2009: Year of the hacker - nikils
http://gigaom.com/2008/12/25/2009-year-of-the-hacker/

======
jmtame
Cool that the author keeps his eyes on Hacker News, but hard work is basically
a pre-requisite to doing anything worthwhile. I mentioned in the referenced
article that the guy has a higher calling in life. He needs to feel some
purpose, and I think he gets easily tired of contract work (much like I do).

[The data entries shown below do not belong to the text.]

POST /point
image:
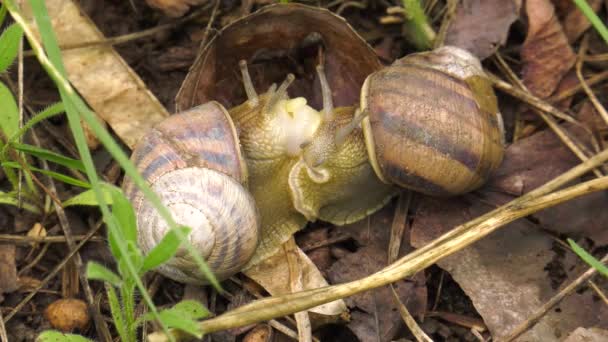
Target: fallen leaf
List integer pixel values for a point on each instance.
(511, 273)
(546, 54)
(587, 335)
(273, 274)
(574, 22)
(372, 236)
(174, 8)
(482, 26)
(533, 161)
(112, 89)
(68, 314)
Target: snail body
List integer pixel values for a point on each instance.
(432, 123)
(193, 162)
(429, 122)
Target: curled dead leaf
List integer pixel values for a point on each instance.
(68, 314)
(174, 8)
(482, 26)
(546, 53)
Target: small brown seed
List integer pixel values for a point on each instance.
(68, 314)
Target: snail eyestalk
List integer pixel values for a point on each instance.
(252, 95)
(279, 94)
(328, 105)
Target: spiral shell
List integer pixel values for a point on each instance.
(433, 123)
(193, 161)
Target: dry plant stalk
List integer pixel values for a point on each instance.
(447, 244)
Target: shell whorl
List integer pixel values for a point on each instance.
(433, 125)
(193, 162)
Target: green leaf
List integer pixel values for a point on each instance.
(123, 210)
(50, 156)
(88, 197)
(12, 200)
(9, 45)
(56, 175)
(165, 249)
(588, 258)
(99, 272)
(57, 336)
(50, 111)
(3, 11)
(191, 309)
(9, 115)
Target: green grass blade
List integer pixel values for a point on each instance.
(588, 258)
(9, 45)
(2, 13)
(75, 110)
(164, 250)
(88, 197)
(57, 336)
(52, 110)
(55, 175)
(97, 271)
(12, 200)
(9, 113)
(117, 314)
(50, 156)
(593, 18)
(123, 210)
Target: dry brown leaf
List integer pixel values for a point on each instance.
(482, 26)
(372, 237)
(261, 333)
(101, 76)
(507, 275)
(174, 8)
(273, 275)
(511, 273)
(574, 22)
(8, 269)
(546, 53)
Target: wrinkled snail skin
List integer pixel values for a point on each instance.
(432, 123)
(429, 123)
(193, 161)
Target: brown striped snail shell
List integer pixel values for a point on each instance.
(193, 161)
(432, 122)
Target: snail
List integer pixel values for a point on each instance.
(208, 176)
(429, 122)
(193, 161)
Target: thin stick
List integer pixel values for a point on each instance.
(3, 335)
(26, 240)
(536, 316)
(599, 292)
(409, 319)
(579, 73)
(100, 324)
(399, 224)
(545, 107)
(575, 146)
(449, 243)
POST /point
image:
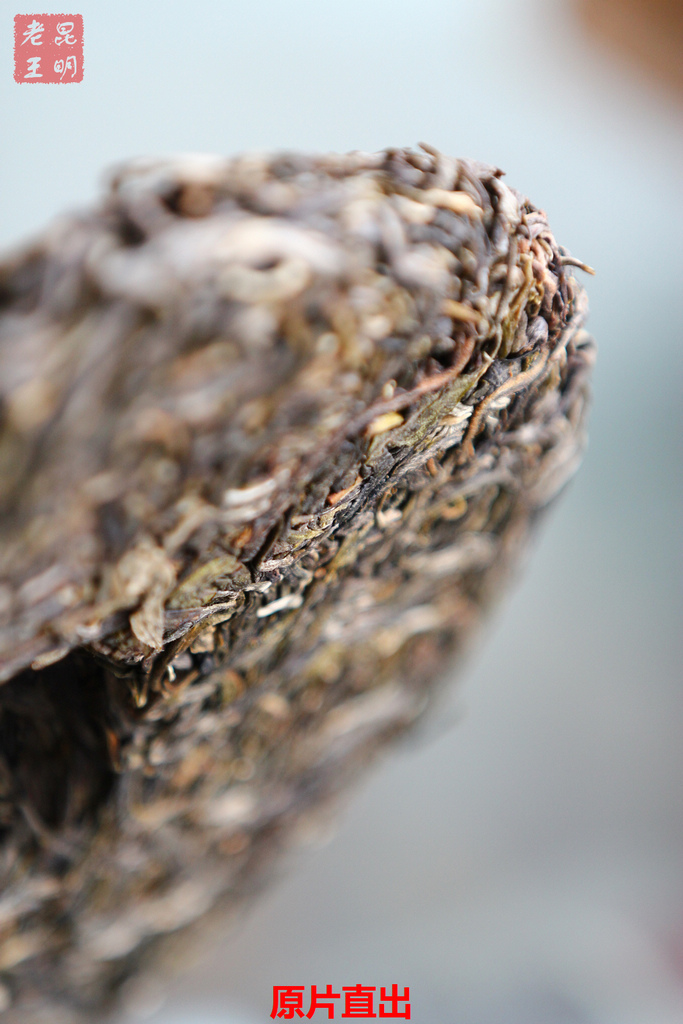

Nothing will change. Hard-working hackers will always get it right, and the
slackers will always be weeded out of the system. What we're experiencing now
is a massive weed out of people who chose to sit on salaries instead of
innovation. Every year is the year of the hacker. We start companies on the
dime and innovate faster than anyone else with almost no experience. We bring
jobs and solutions at a pace that would make any Fortune 500 CEO's blood
pressure rise to unsafe levels. We just don't get much news coverage. It's
nice to see it when we do though.

------
marcus
PG wrote an article a while back called "The Power of the Marginal"
<http://www.paulgraham.com/marginal.html> the effect of the current crisis
will create a multitude of people with marginal time whether because they'll
be between jobs or because the jobs they have will be changed to part-time
jobs to save costs, and the things we do with free time are nothing short of
spectacular.

------
fallentimes
I think 2009 is going to be the year of the hustler, which _isn't_ mutually
exclusive with the term hacker.